さらなる市場の拡大を川を上って「内陸」に求めていたイギリスに口実ができました。
というより無理やり作りました。
広州沖に停泊中のアロー号に清の役人が乗り込み、中国人船員12人のうちの3人を海賊容疑で逮捕をしました。
これをイギリスは
「国旗が辱められた」
と、広州を攻撃し始めました。
実際にはー
アヘン戦争後、不平等条約で中国人がイギリス船籍に勝手に入れないことを商売にしていました。
「イギリス船籍」という一筆を中国人に売り、中国人がアヘン密輸や人身売買にそれを利用していたのです。
その通報を受けた広州の役人が、アロー号に乗り込んだのです。
船籍期限切れの「イギリス船籍」の紙が落ち、国旗も掲げられてはいませんでした。(イギリス側は本当に期限切れに氣づかなかったよう)
また、フランスは宣教師一人が殺害されたことを事由に清朝に抗議し、イギリスと一緒に戦争を始めました。
そのフランス人宣教師はそれまでにも布教禁止と逮捕されたことがありました。
が、また繰り返したので惨殺されたのでした。
ここにアロー号事件、アロー戦争、第2次アヘン戦争(1856~60年)が起こります。
アメリカとロシアは参戦しませんでしたが、既に得ていた南京条約の改正には参加を表明しました。

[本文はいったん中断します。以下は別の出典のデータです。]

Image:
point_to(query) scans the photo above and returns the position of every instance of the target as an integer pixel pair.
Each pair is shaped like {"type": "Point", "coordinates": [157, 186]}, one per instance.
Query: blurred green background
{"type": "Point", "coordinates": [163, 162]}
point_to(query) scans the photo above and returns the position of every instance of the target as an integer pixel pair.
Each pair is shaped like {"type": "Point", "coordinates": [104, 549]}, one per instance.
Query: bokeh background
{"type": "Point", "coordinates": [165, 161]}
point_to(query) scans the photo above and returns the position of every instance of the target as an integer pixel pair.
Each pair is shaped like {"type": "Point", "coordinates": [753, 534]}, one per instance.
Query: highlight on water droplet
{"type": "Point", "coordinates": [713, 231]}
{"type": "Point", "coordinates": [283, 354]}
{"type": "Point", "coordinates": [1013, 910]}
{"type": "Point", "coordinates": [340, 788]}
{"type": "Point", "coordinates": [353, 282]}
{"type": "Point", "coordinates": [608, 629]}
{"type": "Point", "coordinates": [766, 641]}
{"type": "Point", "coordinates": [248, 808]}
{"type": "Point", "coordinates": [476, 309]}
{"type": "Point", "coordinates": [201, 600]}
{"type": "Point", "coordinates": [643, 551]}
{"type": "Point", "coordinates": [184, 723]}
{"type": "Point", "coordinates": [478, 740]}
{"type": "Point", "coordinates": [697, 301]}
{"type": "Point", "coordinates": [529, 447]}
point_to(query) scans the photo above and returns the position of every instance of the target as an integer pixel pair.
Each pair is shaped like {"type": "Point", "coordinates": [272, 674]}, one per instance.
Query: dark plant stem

1858年、清は両国に負け、「天津条約」を結ぶことになります。
・賠償金の支払い
・10港の開港
・キリスト教の布教の許可
・外交官の北京駐在
・外国人の中国国内旅行・貿易の自由、治外法権
・外国艦船の揚子江航行の自由
ところが1859年、英仏の批准書を持った使節団が北京へ向かうところを清側のセルゲリンチン将軍(モンゴル人、チンギス=ハンの子孫)に阻害され上海へ後退します。
その翌年1860年、英仏軍が再度進軍したところ、清は英仏使節団をだまし、監禁し拷問を始めました。
11名の死者も出ました。
これに怒り狂った英仏は、さらなる勢いで中国で強奪・婦女暴行・虐殺を始め、北京へ向かうのです。